Location
- Maypole Road Tiptree Colchester, Essex, CO5 0EW England

Information
- Type: Academy
- Local authority: Essex County Council
- Trust: Thurstable School Sports College and Sixth Form Centre
- Specialist: Sports
- Department for Education URN: 137241 Tables
- Ofsted: Reports
- Head teacher: James Ketley
- Gender: Co-educational
- Age: 11 to 18
- Enrolment: 1190 as of January 2021^{[update]}
- Capacity: 1275
- Colour: Dark Green
- Website: https://www.thurstable.co.uk

= Thurstable School =

Thurstable School is a mixed (ages 11–18) secondary academy school, situated in the village of Tiptree, Essex, England.
The school is about 8 miles south of Colchester.

==Controversy==
In 2018 it was reported that one of the teachers employed there who resigned in April 2017, Paul Kaufman, had acted in an "inappropriate" manner towards female students. Acts included, but not limited to, verbal comments about their appearance, to flirting, to touching their hair, and kicking students. When the school began to receive reports about his behaviour, Kaufman left as the school started to investigate. After the Department for Education banned Kaufman from teaching indefinitely, the former Head Teacher, Miles Bacon, reaffirmed that "the wellbeing of our students is always our highest priority."

==Ofsted inspections==

As of 2021, the school's most recent inspection by Ofsted was in 2016, with a judgement of Good.

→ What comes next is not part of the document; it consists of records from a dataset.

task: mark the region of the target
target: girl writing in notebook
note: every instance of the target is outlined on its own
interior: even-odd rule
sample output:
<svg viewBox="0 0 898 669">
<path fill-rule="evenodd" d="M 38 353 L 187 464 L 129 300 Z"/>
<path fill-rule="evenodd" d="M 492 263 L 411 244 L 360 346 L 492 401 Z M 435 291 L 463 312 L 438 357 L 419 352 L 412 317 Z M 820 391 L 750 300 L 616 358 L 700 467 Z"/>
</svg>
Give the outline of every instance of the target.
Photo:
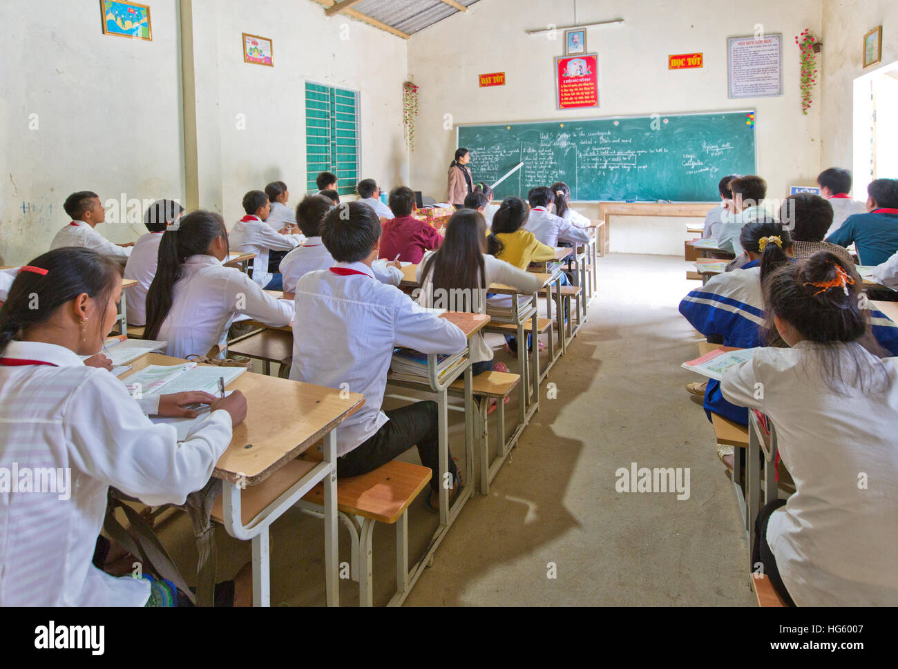
<svg viewBox="0 0 898 669">
<path fill-rule="evenodd" d="M 120 297 L 114 260 L 66 248 L 22 268 L 0 311 L 0 469 L 40 469 L 56 484 L 35 477 L 0 495 L 0 606 L 143 606 L 165 597 L 163 582 L 115 578 L 92 564 L 107 491 L 183 504 L 246 416 L 240 392 L 210 398 L 210 414 L 179 443 L 121 381 L 82 363 L 101 349 Z M 184 415 L 195 394 L 163 398 L 152 413 Z"/>
<path fill-rule="evenodd" d="M 461 209 L 449 219 L 446 236 L 438 251 L 428 251 L 418 266 L 420 295 L 418 304 L 451 311 L 486 313 L 487 288 L 505 284 L 524 293 L 535 293 L 542 281 L 535 275 L 487 253 L 487 224 L 476 209 Z M 472 374 L 491 372 L 493 349 L 483 335 L 469 342 Z M 507 372 L 503 365 L 497 371 Z"/>
<path fill-rule="evenodd" d="M 898 364 L 863 345 L 850 269 L 823 251 L 770 274 L 768 326 L 788 348 L 758 351 L 720 383 L 776 426 L 796 492 L 759 514 L 752 562 L 800 606 L 898 604 Z"/>
<path fill-rule="evenodd" d="M 267 325 L 288 325 L 293 303 L 278 300 L 233 268 L 227 230 L 217 214 L 195 211 L 159 245 L 159 266 L 146 297 L 145 337 L 168 341 L 174 357 L 206 356 L 227 348 L 227 330 L 241 315 Z"/>
</svg>

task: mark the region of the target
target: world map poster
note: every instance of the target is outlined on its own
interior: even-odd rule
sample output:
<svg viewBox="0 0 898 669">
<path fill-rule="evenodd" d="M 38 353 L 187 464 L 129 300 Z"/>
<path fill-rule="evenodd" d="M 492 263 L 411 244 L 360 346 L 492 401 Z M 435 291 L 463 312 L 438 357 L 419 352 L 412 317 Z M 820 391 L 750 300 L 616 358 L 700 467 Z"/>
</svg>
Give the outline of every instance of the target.
<svg viewBox="0 0 898 669">
<path fill-rule="evenodd" d="M 102 0 L 103 34 L 153 40 L 150 8 L 146 4 Z"/>
</svg>

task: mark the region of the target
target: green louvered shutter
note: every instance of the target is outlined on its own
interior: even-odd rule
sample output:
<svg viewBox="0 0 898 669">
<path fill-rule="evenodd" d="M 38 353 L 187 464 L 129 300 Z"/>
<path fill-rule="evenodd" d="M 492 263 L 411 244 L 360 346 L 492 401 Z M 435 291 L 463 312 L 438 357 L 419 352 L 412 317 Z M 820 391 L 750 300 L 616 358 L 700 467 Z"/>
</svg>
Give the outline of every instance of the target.
<svg viewBox="0 0 898 669">
<path fill-rule="evenodd" d="M 305 142 L 307 188 L 316 190 L 322 172 L 337 175 L 340 195 L 356 192 L 358 183 L 358 93 L 305 84 Z"/>
</svg>

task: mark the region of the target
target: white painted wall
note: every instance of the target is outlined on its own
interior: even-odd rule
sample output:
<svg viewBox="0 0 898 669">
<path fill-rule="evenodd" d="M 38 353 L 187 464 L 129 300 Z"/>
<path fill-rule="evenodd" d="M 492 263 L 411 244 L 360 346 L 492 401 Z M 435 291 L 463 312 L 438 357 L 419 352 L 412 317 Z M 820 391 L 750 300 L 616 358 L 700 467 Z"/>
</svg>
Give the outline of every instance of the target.
<svg viewBox="0 0 898 669">
<path fill-rule="evenodd" d="M 304 81 L 361 91 L 362 170 L 384 187 L 408 179 L 401 86 L 405 40 L 309 0 L 182 0 L 192 5 L 198 170 L 194 204 L 242 216 L 252 189 L 283 180 L 305 192 Z M 49 248 L 75 190 L 104 201 L 185 201 L 181 2 L 151 3 L 153 41 L 104 36 L 96 0 L 0 3 L 0 264 Z M 242 32 L 274 40 L 275 67 L 243 63 Z M 348 39 L 341 39 L 346 37 Z M 29 130 L 30 114 L 38 130 Z M 238 130 L 237 114 L 246 115 Z M 24 211 L 22 207 L 24 206 Z M 50 208 L 52 207 L 52 209 Z M 126 242 L 140 223 L 98 231 Z"/>
<path fill-rule="evenodd" d="M 452 114 L 455 124 L 465 124 L 751 108 L 758 112 L 758 171 L 768 180 L 771 197 L 785 197 L 795 184 L 814 183 L 820 167 L 820 108 L 807 116 L 801 112 L 794 38 L 805 28 L 820 34 L 821 0 L 749 4 L 596 0 L 577 6 L 580 23 L 626 21 L 622 26 L 587 31 L 588 50 L 599 54 L 598 110 L 556 110 L 554 57 L 563 54 L 563 33 L 550 41 L 546 35 L 524 32 L 549 23 L 572 25 L 572 2 L 489 0 L 412 36 L 409 74 L 421 87 L 418 143 L 411 154 L 413 188 L 445 197 L 446 171 L 456 146 L 454 128 L 444 129 L 445 114 Z M 754 34 L 757 23 L 768 33 L 783 35 L 784 95 L 729 100 L 726 38 Z M 700 51 L 705 55 L 704 68 L 667 69 L 668 56 Z M 478 75 L 489 72 L 506 72 L 507 84 L 480 88 Z M 473 168 L 476 176 L 476 164 Z M 577 208 L 587 216 L 597 214 L 596 206 Z M 663 238 L 656 252 L 682 253 L 688 219 L 667 220 L 615 218 L 612 250 L 644 250 L 643 232 L 651 225 Z M 628 229 L 633 233 L 625 233 Z"/>
<path fill-rule="evenodd" d="M 0 3 L 0 264 L 47 251 L 74 191 L 183 197 L 177 14 L 177 0 L 154 0 L 148 42 L 103 35 L 96 0 Z M 119 242 L 145 232 L 97 229 Z"/>
<path fill-rule="evenodd" d="M 864 35 L 883 26 L 883 60 L 864 69 Z M 823 0 L 821 164 L 852 169 L 854 80 L 898 61 L 898 3 L 894 0 Z M 857 199 L 867 194 L 856 189 Z"/>
</svg>

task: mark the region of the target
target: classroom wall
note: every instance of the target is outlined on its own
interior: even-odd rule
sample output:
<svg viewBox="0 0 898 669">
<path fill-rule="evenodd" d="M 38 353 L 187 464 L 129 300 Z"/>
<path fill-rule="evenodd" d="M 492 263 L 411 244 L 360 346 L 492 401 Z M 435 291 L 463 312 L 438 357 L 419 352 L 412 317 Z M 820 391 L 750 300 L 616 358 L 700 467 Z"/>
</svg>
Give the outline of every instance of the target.
<svg viewBox="0 0 898 669">
<path fill-rule="evenodd" d="M 821 166 L 852 169 L 854 80 L 898 61 L 898 3 L 894 0 L 823 0 Z M 883 26 L 883 59 L 864 69 L 864 35 Z M 855 192 L 858 199 L 866 193 Z"/>
<path fill-rule="evenodd" d="M 176 198 L 222 213 L 229 226 L 242 216 L 243 194 L 271 180 L 286 181 L 296 204 L 306 182 L 306 80 L 360 91 L 363 178 L 384 188 L 408 180 L 404 40 L 329 19 L 309 0 L 149 4 L 153 41 L 103 35 L 96 0 L 0 3 L 9 31 L 0 63 L 0 265 L 48 250 L 75 190 L 104 203 L 123 193 Z M 242 32 L 274 40 L 275 67 L 243 62 Z M 97 230 L 132 242 L 145 232 L 132 221 Z"/>
<path fill-rule="evenodd" d="M 149 42 L 103 35 L 96 0 L 0 4 L 0 264 L 47 251 L 74 191 L 183 197 L 177 0 L 154 0 L 152 18 Z M 125 208 L 97 229 L 136 239 Z"/>
<path fill-rule="evenodd" d="M 412 36 L 409 74 L 420 86 L 418 141 L 411 154 L 413 188 L 438 199 L 445 197 L 446 171 L 456 148 L 454 127 L 444 127 L 445 114 L 452 115 L 453 124 L 465 124 L 743 109 L 757 110 L 758 171 L 770 194 L 785 197 L 792 185 L 814 183 L 820 167 L 820 111 L 818 106 L 802 114 L 794 38 L 805 28 L 819 34 L 821 0 L 757 0 L 739 5 L 716 0 L 597 0 L 577 6 L 580 23 L 626 21 L 587 31 L 587 48 L 599 54 L 597 110 L 555 109 L 554 57 L 563 54 L 563 32 L 557 41 L 524 32 L 549 23 L 573 25 L 571 3 L 477 3 L 466 13 Z M 783 35 L 784 94 L 730 100 L 726 38 L 754 34 L 758 23 L 768 33 Z M 668 56 L 700 51 L 705 55 L 704 68 L 667 69 Z M 506 72 L 507 84 L 480 88 L 478 75 L 490 72 Z M 476 176 L 476 163 L 472 166 Z M 597 215 L 596 206 L 578 208 Z M 612 251 L 682 253 L 684 220 L 615 218 Z M 647 226 L 657 228 L 660 235 L 651 247 L 639 233 Z"/>
<path fill-rule="evenodd" d="M 220 141 L 221 211 L 229 227 L 243 216 L 247 190 L 281 180 L 291 205 L 305 194 L 305 81 L 360 91 L 362 178 L 384 189 L 407 179 L 404 40 L 346 17 L 327 18 L 308 0 L 202 2 L 215 5 L 216 35 L 197 25 L 196 7 L 195 35 L 216 42 L 218 58 L 197 77 L 217 78 L 217 99 L 208 96 L 207 103 L 219 113 L 218 127 L 201 125 L 199 136 L 201 144 Z M 274 67 L 243 62 L 242 32 L 274 40 Z"/>
</svg>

Ofsted carried out a monitoring visit in 2020, which was not an inspection and did not result in a judgement. The visit was part of Ofsted's response to the 2020 Coronavirus pandemic. The report notes that pupils in years 7 to 10 have forgotten information they were taught in 2020, and have lost ground in writing, but that students in years 11 to 13 are not thought to have fallen behind.